One of the best performers on the S&P/ASX 200 Index (ASX: XJO) this year has been the NEXTDC Ltd (ASX: NXT) share price.
Since the start of the year, the data centre services company’s shares have rocketed a massive 85% higher.
Why is the NEXTDC share price rocketing higher this year?
Investors have been fighting to get hold of the company’s shares this year after the COVID-19 pandemic accelerated the structural shift to the cloud.
This shift to the cloud led to a jump in customer numbers and a surge in demand for capacity in NEXTDC’s data centres.
For example, during FY 2020, NEXTDC’s contracted utilisation grew 17.4MW or 33% to 70MW and its customer numbers increased by 180 or 15% to 1,364.
Unsurprisingly, this underpinned further strong revenue and profit growth. Over the 12 months, NEXTDC delivered a 14% increase in revenue to $205.2 million and a 23% jump in underlying earnings before interest, tax, depreciation and amortisation (EBITDA) to $104.6 million. The latter was at the top end of its guidance range.
Pleasingly, management is expecting this positive form to continue in FY 2021. It provided underlying EBITDA guidance in the range of $125 million to $130 million. This implies growth of approximately 24.5% at the top end of its range.
What else is driving the NEXTDC share price higher?
Also getting investors excited is its recent announcement of a new senior debt facility of $1.85 billion.
This senior debt facility is being split across three tranches, each with a tenor of five years. This comprises $800 million for a term loan facility, $400 million for a capital expenditure facility, and $650 million for a multi-currency revolving credit facility.
After much speculation, the company revealed that the latter multi-currency revolving credit facility is to support its international expansion.
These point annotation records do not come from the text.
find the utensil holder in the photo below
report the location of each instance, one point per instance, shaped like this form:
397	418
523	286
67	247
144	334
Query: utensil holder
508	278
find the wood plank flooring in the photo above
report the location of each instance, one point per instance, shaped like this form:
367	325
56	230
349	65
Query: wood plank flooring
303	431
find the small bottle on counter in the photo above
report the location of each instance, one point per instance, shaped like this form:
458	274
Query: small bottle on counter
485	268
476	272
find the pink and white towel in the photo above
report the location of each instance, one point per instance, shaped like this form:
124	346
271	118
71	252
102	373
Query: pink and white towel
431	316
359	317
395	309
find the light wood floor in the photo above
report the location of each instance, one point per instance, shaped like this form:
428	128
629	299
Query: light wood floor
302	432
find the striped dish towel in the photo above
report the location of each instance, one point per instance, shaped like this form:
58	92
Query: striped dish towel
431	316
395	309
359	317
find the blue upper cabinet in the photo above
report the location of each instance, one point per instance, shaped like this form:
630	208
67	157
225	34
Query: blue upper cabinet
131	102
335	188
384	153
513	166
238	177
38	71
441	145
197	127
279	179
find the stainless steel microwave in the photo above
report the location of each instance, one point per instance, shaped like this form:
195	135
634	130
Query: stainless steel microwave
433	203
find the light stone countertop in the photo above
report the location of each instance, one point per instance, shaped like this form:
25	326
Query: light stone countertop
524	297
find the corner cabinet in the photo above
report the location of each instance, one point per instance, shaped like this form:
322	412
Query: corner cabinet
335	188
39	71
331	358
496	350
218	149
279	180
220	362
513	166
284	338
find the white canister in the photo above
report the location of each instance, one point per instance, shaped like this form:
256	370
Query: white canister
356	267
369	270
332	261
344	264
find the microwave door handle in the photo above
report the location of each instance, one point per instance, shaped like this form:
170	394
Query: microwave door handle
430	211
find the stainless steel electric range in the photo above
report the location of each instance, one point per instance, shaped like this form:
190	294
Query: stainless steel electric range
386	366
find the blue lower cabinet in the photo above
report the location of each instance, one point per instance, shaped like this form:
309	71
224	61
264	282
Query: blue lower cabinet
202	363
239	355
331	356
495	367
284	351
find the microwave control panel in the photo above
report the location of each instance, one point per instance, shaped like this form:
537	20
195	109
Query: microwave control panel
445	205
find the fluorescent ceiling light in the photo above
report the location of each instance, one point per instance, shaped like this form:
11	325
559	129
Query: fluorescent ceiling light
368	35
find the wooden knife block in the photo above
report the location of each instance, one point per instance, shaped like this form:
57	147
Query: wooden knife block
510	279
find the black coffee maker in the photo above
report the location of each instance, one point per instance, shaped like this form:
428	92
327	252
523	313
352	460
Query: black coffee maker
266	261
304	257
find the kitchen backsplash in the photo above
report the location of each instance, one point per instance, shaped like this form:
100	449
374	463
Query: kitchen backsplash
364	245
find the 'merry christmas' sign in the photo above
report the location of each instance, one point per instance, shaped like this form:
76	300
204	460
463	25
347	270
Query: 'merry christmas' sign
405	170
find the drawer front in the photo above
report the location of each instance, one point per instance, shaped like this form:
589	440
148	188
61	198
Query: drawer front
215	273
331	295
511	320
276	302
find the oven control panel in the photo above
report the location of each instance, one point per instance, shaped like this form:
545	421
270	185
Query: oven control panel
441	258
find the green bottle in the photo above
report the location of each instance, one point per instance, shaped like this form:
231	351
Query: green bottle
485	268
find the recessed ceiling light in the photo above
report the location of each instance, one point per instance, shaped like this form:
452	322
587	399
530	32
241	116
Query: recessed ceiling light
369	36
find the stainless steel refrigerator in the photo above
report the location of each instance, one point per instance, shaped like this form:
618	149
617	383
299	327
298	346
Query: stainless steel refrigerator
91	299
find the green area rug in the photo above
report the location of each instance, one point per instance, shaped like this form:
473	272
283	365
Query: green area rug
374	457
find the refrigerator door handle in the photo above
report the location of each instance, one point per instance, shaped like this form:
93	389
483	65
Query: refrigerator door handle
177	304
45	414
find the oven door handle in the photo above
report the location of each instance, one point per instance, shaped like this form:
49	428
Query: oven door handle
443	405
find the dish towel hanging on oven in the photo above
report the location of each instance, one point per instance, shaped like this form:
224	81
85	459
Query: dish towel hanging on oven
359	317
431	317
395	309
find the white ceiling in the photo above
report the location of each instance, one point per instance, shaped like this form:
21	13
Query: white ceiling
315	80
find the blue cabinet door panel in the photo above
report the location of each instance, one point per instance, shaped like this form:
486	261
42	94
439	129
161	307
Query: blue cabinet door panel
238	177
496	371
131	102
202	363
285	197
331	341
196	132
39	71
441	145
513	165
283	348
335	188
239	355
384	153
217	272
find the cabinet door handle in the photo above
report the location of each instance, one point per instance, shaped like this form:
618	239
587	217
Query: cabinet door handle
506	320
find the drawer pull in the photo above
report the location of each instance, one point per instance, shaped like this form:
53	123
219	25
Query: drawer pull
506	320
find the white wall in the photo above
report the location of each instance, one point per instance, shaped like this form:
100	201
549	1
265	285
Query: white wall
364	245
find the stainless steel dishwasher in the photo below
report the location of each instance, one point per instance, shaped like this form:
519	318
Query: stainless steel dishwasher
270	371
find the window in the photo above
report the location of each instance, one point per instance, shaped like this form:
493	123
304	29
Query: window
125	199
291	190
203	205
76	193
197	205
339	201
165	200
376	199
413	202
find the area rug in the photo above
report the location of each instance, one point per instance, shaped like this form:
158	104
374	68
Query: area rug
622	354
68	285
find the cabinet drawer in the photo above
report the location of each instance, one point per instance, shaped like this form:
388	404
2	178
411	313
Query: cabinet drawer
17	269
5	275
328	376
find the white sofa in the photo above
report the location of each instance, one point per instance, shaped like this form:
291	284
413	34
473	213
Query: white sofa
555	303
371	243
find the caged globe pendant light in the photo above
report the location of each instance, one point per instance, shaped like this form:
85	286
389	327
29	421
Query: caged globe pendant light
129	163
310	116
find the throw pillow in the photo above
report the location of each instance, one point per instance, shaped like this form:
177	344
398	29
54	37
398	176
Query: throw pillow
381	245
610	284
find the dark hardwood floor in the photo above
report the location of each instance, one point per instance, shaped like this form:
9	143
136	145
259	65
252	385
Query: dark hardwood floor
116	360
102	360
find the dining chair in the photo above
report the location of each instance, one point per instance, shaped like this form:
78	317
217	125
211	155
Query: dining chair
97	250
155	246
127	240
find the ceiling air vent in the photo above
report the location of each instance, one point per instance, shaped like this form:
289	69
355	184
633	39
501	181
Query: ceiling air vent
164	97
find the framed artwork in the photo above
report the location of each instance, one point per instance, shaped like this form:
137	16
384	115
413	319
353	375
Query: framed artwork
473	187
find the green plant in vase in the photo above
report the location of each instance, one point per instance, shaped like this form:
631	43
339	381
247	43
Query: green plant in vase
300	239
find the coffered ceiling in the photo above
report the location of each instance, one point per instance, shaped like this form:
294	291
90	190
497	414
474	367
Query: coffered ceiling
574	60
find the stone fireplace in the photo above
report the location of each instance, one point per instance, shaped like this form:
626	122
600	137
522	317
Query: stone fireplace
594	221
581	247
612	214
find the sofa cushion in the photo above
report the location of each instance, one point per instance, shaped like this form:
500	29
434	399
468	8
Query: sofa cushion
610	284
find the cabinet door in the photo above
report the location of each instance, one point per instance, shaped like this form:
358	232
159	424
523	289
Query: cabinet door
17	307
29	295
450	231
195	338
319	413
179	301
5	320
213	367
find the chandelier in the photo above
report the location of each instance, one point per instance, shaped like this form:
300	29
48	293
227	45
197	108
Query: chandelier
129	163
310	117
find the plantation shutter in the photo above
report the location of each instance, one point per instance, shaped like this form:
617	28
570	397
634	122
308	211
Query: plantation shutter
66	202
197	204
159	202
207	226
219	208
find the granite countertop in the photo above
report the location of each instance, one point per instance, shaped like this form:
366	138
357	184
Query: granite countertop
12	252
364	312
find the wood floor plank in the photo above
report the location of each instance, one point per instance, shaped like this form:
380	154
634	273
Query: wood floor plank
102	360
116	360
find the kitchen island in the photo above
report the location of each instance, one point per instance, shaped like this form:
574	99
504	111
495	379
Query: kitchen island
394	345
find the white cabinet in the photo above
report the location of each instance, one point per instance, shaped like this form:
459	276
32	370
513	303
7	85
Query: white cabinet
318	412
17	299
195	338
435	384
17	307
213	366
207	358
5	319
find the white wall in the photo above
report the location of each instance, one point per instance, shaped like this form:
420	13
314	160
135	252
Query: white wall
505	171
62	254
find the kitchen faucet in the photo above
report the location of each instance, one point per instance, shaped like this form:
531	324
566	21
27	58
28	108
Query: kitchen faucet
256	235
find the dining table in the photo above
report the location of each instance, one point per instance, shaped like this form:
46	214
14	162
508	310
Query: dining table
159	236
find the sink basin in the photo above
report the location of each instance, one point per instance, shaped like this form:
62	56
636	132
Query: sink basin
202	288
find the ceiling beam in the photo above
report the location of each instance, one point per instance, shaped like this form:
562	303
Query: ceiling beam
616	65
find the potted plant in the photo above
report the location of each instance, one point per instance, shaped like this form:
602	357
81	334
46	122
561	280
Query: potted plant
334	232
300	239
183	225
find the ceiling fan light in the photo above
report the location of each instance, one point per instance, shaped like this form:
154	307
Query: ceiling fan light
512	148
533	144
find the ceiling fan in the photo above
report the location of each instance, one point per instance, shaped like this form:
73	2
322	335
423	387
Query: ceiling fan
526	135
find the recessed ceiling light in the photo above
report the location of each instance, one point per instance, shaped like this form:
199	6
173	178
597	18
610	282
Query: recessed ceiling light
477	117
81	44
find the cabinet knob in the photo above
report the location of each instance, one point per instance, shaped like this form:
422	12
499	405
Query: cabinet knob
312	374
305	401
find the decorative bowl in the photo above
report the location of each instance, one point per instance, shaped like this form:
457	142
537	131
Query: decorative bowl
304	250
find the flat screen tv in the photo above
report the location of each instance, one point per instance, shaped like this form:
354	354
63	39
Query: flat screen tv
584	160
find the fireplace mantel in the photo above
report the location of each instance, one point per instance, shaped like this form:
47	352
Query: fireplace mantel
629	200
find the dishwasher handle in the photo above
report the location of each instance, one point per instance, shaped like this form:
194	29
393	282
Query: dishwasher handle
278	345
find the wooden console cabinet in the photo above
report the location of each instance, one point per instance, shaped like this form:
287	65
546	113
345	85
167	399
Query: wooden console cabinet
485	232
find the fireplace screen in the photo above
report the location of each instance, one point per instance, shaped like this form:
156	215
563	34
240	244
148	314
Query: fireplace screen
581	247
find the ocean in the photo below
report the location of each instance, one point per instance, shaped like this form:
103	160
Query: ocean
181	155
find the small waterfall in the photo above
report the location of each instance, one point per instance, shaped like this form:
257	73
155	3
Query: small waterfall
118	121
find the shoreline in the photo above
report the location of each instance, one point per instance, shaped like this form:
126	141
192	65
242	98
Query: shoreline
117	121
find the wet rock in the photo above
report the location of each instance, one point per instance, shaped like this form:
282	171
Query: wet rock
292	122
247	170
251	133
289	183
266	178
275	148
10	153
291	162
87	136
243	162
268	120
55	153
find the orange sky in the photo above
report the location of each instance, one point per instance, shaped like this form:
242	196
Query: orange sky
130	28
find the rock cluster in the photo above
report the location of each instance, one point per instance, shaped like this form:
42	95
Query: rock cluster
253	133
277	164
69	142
NEXTDC has opened up offices in both Singapore and Tokyo and is working with key customers and talking to respective governments about a potential market entry.
Given the size of these markets, they could provide NEXTDC with a long runway for growth over the next decade.
In light of this, it is no surprise to learn that Goldman Sachs has a buy rating and $13.20 price target on its shares. It has even suggested that its shares could be worth $20.00 based on assumptions that are high, but “not unrealistic considering the current acceleration in demand that is evident across the business.”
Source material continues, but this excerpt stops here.